Their opponents, the Houston Astros, had just won their second consecutive NL Central title with a franchise-best 102-win season. Skipper Larry Dierker was voted NL Manager of the Year by the BBWAA and Baseball America and General Manager Gerry Hunsicker was voted The Sporting News Executive of the Year. Slugger Craig Biggio joined Tris Speaker as the only two players in the century who have hit 50 doubles and stolen 50 bases in the same season and later broke Cesar Cedeno's record for the most runs scored by an Astro. Amazingly balanced, five of Houston's starting pitchers, including Randy Johnson (who was acquired just minutes before the July 31 non-waiver trading deadline), finished the season with double-figure wins. Closer Trevor Hoffman also tied a National League record with 53 saves in 54 chances for the 2nd-most in Major League history.

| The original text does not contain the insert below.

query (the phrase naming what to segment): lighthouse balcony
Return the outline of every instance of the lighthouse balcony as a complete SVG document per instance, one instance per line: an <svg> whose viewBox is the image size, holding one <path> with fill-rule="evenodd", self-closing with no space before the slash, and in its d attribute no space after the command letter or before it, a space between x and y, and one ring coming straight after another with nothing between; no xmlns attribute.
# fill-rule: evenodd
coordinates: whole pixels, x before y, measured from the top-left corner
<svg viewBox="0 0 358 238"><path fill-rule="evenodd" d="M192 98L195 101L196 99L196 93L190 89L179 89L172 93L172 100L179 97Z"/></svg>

The Opener however, belonged to the other pitching staff as Kevin Brown struck out 16 and allowed just two hits in eight innings at the Astrodome. The brilliant performance led the Padres to a 2-1 victory over the highly favored Randy Johnson and made "believers" out of the cynical San Diego faithful. If Game 1 was all about pitching, then Game 2 certainly belonged to the hitters… well two anyway, Jim Leyritz and Bill Spiers. Nicknamed "The King", Leyritz came up huge with a clutch homer off of Scott Elarton that traveled an estimated 402 feet into the left-field seats with one out in the seventh. Spiers however, came back to seal the 5-4 victory for Houston with an RBI single in the bottom of the 9th. As the series moved to San Diego for Game 3, Padres skipper Bruce Bochy took a chance by starting Brown again on just three days rest. Although left-hander Mike Hampton matched Brown inning for inning, Jim Leyritz replayed the role of hero with a game-winning homerun off reliever Elarton (again) in the 8th inning. Although San Diego managed to win, 2-1, the Astros were confident that "The Big Unit" could win Game 4 and force a return to Houston for Game 5. Anticipating a stellar effort by Johnson, the Padres sent Sterling Hitchcock to the mound who in turn, responded with the game of his life. The desperate Astros' offense was held to an embarrassing 3 hits and struck out 11 times in 6 innings against Hitchcock. The Padres then proceeded to break open an otherwise close 2-1 game with 4 excruciating runs in the 8th inning off Elarton. In the end, the Padres would go onto to their 2nd World Series, only to drop 4 straight to the New York Yankees who were winners of a record 125 regular and post-season games.